Orange-Soy Glazed Grilled Chicken Breasts with Minty Peas and Orange, Currant, Pine Nut Couscous

Total Time:
3 hr 30 min
45 min
2 hr 30 min
15 min

4 servings

  • 1 cup freshly squeezed orange juice
  • 1/4 cup soy sauce
  • 1/2 cup sugar
  • 2 teaspoons orange zest
  • 4 (6-ounce) boneless, skinless chicken breasts
  • 2 teaspoons salt
  • 1 teaspoon fresh ground white pepper
  • 4 teaspoons olive oil
  • Orange, Currant and Pine Nut Couscous, recipe follows
  • Minty Peas, recipe follows
  • Orange, Currant and Pine Nut Couscous:
  • 1 1/2 cups water
  • 1/2 cup small diced red onion or shallots
  • 1/2 cup small diced carrot
  • 1/2 cup currants
  • 1 teaspoon grated orange zest
  • 1 (10-ounce) package couscous
  • 2 tablespoons extra-virgin olive oil
  • 1/4 cup toasted pine nuts
  • 3/4 teaspoon salt
  • 1/2 teaspoon fresh ground white pepper
  • 1 tablespoon chopped fresh mint
  • Minty Peas:
  • 2 tablespoons unsalted butter
  • 1/4 cup minced yellow onion
  • 1 pound frozen green peas, (do not thaw)
  • 1/4 cup water
  • 1/2 teaspoon salt
  • 1 tablespoon finely chopped fresh mint
  • Set a 1-quart saucepan over medium-high heat and add the orange juice, soy sauce, sugar and orange zest. Bring to a boil, lower heat to a simmer, and cook until liquid is reduced to about 3/4 cup, about 20 minutes. Remove the glaze from the heat, reserve 1/4 cup separately, and then pour the remaining glaze over the chicken breasts in a re-sealable plastic food storage bag. Refrigerate the chicken breasts for 2 hours; remove from the refrigerator and allow to come to room temperature for 30 minutes before grilling.

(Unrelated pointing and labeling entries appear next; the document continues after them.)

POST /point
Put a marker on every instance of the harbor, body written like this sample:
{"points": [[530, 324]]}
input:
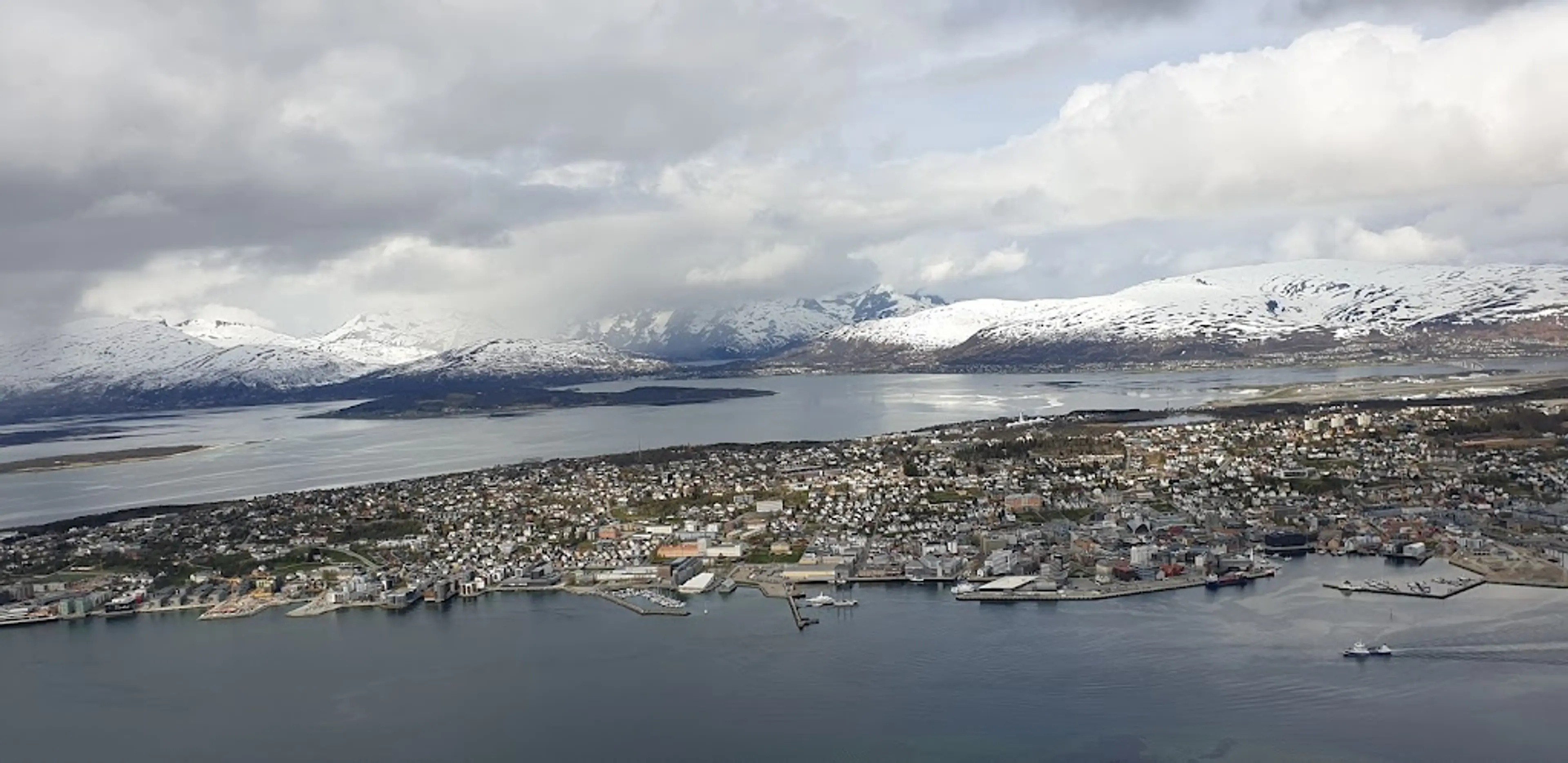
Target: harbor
{"points": [[241, 607], [1034, 589], [662, 605], [1437, 588]]}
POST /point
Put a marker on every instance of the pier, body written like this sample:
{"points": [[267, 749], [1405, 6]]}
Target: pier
{"points": [[1439, 588], [244, 607], [1129, 589], [794, 611], [636, 607]]}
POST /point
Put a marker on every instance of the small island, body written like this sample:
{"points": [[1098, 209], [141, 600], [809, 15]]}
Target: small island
{"points": [[523, 401], [99, 459]]}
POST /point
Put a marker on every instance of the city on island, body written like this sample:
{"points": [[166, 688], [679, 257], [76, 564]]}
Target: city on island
{"points": [[1071, 508]]}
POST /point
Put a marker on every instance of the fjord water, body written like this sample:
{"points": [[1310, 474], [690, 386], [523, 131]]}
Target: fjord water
{"points": [[272, 450], [1232, 676]]}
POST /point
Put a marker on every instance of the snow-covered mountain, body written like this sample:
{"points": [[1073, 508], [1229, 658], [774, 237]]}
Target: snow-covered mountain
{"points": [[96, 352], [101, 354], [233, 333], [118, 365], [752, 330], [524, 359], [1318, 305], [396, 338]]}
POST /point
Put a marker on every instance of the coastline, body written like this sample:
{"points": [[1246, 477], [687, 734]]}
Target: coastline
{"points": [[96, 459]]}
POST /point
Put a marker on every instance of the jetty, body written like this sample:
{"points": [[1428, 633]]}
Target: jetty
{"points": [[242, 607], [1127, 589], [1437, 588], [628, 603], [794, 611]]}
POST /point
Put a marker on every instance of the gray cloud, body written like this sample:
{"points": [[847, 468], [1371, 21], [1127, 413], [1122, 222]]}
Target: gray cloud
{"points": [[545, 162], [1330, 9]]}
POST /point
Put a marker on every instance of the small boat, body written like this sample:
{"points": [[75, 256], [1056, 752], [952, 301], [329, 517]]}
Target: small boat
{"points": [[1219, 582]]}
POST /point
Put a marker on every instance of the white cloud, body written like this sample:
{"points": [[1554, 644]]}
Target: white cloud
{"points": [[714, 156], [129, 205], [1346, 239], [165, 286], [761, 266], [1007, 260]]}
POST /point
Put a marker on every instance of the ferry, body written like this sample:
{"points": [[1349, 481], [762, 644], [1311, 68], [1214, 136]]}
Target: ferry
{"points": [[121, 607], [1219, 582]]}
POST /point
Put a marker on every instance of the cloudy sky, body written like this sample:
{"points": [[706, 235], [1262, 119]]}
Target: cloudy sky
{"points": [[292, 162]]}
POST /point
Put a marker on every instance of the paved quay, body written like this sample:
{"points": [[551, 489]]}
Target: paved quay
{"points": [[1131, 589]]}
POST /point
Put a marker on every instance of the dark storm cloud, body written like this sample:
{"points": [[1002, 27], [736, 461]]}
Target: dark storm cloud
{"points": [[308, 129], [984, 13]]}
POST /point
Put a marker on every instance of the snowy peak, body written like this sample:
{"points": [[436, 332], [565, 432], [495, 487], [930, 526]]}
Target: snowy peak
{"points": [[96, 352], [231, 333], [396, 338], [750, 330], [1222, 311], [512, 359]]}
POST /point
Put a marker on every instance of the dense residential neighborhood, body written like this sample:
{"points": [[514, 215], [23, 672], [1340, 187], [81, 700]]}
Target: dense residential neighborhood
{"points": [[1086, 504]]}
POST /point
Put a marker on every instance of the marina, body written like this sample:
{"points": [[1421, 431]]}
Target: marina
{"points": [[1015, 589], [626, 599], [242, 607]]}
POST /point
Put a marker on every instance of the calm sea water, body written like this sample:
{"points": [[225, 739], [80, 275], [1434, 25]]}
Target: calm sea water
{"points": [[910, 676], [272, 450]]}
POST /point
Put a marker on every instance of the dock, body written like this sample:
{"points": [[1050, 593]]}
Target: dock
{"points": [[1439, 588], [1128, 589], [242, 607], [800, 621], [636, 607]]}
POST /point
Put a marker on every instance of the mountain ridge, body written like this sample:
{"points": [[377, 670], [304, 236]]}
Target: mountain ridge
{"points": [[1225, 313], [747, 330]]}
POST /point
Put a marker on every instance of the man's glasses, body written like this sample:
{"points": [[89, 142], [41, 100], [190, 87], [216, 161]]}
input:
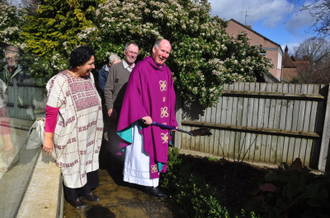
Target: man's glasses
{"points": [[130, 52]]}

  • Remove the chicken from the plastic bag and discard the marinade. Season the chicken on both sides with the salt and pepper and drizzle with the olive oil. Place the chicken, smooth side down, on the grill and cook for 4 minutes, rotate 45 degrees and cook an additional 4 minutes. Turn the chicken over, brush each breast with 1 tablespoon of the reserved glaze, and cook for another 4 minutes on the second side, or until just cooked through. Remove from the heat and serve with Couscous and Minty Peas.

Orange, Currant and Pine Nut Couscous:
  • Set a 1-quart sauce pan over high heat and add the water, red onions, carrots, currants and orange zest. Bring to a boil and cook for 3 minutes. While the water boils, combine the remaining ingredients except the mint in a medium heat-proof bowl. Pour the water over the couscous in the bowl and wrap with plastic wrap. Allow to steam for 5 minutes, remove the plastic, add the mint and fluff with a fork. Serve while hot.

  • Yield: about 4 cups

Minty Peas:
  • Melt the butter in a medium saucepan over medium-high heat. Add the onion and cook, stirring, until soft, about 3 minutes. Add the peas and water and bring to a boil. Reduce the heat to medium-low, cover the saucepan, and simmer until tender, about 4 minutes. Remove from the heat. Add the salt and mint and stir. Serve while hot.